Domestic team information
- 1878: Hampshire

Career statistics
| Competition | First-class |
| Matches | 1 |
| Runs scored | 0 |
| Batting average | 0.00 |
| 100s/50s | 0/0 |
| Top score | 0 |
| Balls bowled | 12 |
| Wickets | 0 |
| Bowling average | – |
| 5 wickets in innings | – |
| 10 wickets in match | – |
| Best bowling | – |
| Catches/stumpings | 0/– |
- Source: Cricinfo, 30 December 2009

= Robert Raynbird =

English cricketer

Robert Raynbird (29 May 1851 — 26 December 1920) was an English first-class cricketer.

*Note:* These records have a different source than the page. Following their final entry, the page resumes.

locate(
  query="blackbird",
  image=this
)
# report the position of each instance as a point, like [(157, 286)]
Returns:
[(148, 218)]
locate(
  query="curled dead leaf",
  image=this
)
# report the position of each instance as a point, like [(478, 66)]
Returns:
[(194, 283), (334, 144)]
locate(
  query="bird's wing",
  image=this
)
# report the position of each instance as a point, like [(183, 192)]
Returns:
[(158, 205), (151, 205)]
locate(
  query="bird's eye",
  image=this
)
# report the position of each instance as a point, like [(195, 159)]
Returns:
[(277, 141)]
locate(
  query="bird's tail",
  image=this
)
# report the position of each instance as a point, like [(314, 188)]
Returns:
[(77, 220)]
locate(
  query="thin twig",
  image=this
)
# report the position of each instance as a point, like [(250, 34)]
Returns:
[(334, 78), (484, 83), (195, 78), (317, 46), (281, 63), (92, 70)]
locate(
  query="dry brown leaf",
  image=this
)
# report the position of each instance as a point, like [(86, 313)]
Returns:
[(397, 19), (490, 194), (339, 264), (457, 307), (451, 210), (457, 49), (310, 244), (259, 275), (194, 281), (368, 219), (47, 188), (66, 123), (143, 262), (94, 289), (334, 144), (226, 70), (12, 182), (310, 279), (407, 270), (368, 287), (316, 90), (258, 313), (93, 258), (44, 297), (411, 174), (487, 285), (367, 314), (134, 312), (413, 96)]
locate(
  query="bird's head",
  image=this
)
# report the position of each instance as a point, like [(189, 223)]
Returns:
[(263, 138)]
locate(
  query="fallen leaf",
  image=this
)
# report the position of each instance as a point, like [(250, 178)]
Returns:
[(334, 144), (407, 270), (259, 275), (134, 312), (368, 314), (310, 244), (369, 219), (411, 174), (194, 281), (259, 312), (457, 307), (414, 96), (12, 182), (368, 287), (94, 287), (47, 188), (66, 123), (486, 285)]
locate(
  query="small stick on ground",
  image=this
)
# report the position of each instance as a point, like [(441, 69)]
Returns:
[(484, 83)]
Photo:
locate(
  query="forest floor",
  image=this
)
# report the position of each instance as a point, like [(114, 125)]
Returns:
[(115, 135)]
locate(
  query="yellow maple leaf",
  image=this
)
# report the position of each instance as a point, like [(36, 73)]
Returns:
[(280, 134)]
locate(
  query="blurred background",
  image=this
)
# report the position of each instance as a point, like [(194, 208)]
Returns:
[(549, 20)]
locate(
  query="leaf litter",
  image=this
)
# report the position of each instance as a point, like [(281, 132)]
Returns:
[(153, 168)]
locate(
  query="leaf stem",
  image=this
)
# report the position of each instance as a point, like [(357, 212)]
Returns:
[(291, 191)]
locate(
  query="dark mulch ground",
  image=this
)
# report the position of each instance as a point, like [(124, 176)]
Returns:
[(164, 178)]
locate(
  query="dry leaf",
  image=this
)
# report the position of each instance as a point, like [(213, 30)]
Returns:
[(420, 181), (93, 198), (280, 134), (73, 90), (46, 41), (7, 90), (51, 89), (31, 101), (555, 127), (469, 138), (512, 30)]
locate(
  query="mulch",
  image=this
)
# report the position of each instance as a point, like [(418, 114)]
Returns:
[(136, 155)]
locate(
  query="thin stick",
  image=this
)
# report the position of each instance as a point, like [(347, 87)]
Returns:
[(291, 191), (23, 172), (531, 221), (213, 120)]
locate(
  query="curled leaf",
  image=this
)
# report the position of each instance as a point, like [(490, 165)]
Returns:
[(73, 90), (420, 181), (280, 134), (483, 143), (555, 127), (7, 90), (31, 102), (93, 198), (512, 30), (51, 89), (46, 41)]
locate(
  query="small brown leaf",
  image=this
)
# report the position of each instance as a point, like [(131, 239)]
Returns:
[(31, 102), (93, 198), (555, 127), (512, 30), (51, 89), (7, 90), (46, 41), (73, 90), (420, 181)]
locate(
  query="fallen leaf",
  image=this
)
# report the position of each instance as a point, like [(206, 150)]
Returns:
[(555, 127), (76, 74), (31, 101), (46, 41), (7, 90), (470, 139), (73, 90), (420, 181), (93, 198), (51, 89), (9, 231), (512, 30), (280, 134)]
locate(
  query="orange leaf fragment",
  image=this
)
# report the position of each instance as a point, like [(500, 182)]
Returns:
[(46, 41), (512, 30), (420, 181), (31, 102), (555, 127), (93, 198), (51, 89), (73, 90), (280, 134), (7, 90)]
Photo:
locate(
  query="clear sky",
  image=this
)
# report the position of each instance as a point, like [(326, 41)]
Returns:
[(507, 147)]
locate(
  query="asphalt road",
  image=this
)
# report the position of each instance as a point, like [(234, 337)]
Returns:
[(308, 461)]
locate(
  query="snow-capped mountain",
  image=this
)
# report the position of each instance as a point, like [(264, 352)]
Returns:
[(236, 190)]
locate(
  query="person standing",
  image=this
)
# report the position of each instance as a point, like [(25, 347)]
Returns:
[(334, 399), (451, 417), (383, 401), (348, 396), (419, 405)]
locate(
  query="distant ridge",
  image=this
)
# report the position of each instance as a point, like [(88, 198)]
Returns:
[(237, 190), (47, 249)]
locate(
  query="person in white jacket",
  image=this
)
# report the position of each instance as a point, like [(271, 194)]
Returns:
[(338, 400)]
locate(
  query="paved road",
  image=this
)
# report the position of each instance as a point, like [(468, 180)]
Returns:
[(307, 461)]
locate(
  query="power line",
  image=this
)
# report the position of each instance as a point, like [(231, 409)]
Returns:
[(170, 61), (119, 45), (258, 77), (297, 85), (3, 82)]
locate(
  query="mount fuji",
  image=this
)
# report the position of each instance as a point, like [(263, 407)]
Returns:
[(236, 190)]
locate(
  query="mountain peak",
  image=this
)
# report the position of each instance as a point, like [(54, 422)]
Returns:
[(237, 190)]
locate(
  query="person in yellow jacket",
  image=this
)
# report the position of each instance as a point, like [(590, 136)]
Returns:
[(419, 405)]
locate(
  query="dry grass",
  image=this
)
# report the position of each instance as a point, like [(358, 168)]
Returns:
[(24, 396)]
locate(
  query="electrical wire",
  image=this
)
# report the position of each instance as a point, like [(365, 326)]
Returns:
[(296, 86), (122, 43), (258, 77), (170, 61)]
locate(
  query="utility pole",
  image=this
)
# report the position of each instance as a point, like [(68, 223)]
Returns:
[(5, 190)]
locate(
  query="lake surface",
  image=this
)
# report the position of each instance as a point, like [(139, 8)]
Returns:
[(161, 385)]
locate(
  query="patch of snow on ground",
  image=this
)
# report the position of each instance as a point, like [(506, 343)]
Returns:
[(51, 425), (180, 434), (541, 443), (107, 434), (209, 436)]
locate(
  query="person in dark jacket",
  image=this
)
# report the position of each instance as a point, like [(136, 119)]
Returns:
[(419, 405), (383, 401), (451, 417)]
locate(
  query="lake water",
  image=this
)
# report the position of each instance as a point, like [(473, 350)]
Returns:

The son of Hugh E. Raynbird, he was born in May 1851 at Laverstock, Hampshire. His father was a land manager for the Marquess of Winchester. He was a prominent club cricketer in Basingstoke, playing for Basingstoke Cricket Club, for whom he would later hold the positions of treasurer and secretary. Raynbird made a single appearance in first-class cricket for Hampshire against Kent in 1878. He was dismissed for without scoring in both of Hampshire's innings by George Hearne and Dick Penn respectively, and bowled twelve balls in Kent's only innings, conceding fifteen runs.

Outside of cricket, he was an auctioneer, surveyor and land agent with the family firm, Raynbird and Sons. He was also the honorary secretary of the Basingstoke Sheep Fair, having succeeded his brother Walter (who was also a first-class cricketer) in that role in 1883. He also volunteered in the Hampshire Regiment, being commissioned as a lieutenant in July 1886 and resigning his commission in November 1889. Raynbird died at Basingstoke in December 1920.